Он так обрадовался, когда дошел до желанного заключения, что совсем нечаянно громко вскрикнул.
— Дурак! Все кричит! Уходи ты! — рассердилась Зюля. — Сам кричит, а няня на меня ворчать будет.
Гриша чувствовал свою вину; он крепко зажал рот обеими ручонками и тихо зашептал что-то в ладони. Сестру он не понимал. Она думала о чем-то, спрашивала что-то совсем ненужное и неинтересное и сердилась на него, Гришу. Что стало с Зюлькой? Глаза мальчика сперва исполнились недоумения, потом они начали смыкаться. Гриша зевнул протяжно и сладко и прислонился головой к спинке кровати. Мимо него медленно прошла лошадь с большим хвостом и настоящими двигающимися ногами, потом тут же в детской загорелась елка, замелькали огни, засверкали звезды. С потолка с мягким шорохом посыпался золотой дождь… Ласково засмеялась где-то мама, а какой-то большой пестрый паяц сорвался с дерева и начал плясать…

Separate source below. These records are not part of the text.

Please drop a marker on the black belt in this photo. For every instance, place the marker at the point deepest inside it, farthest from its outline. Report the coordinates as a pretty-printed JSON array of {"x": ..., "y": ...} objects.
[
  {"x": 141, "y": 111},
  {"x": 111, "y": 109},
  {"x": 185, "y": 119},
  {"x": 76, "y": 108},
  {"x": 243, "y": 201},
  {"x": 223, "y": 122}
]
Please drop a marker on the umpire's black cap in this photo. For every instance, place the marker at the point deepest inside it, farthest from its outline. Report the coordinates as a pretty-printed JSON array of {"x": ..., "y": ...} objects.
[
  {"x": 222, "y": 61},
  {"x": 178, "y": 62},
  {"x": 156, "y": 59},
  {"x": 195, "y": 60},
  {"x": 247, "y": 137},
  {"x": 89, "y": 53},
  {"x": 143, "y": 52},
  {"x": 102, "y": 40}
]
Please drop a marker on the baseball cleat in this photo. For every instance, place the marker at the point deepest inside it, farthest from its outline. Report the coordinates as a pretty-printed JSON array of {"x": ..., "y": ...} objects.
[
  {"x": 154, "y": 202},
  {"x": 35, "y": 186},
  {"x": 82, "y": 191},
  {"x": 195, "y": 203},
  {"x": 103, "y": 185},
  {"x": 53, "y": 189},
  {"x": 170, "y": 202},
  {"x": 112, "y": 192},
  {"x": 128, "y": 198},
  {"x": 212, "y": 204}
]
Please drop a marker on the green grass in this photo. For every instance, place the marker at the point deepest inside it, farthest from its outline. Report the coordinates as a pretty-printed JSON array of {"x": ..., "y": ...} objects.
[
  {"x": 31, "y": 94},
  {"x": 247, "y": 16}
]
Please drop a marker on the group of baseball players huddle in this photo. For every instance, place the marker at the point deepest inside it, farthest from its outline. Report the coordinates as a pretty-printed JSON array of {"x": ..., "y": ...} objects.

— Гриша! — услыхал он чей-то жалобный голос. — Гриша! нельзя здесь спать, уходи.
Чья-то рука потрясла его за плечо, но паяц плясал удивительно, Гриша не мог оторвать от него глаз, он засмеялся и… вдруг что-то оборвалось, и он полетел вниз.
Зюля сидела в своей постельке и с беспомощным отчаянием глядела на брата; он крепко спал, прижавшись в уголок в ногах ее кровати.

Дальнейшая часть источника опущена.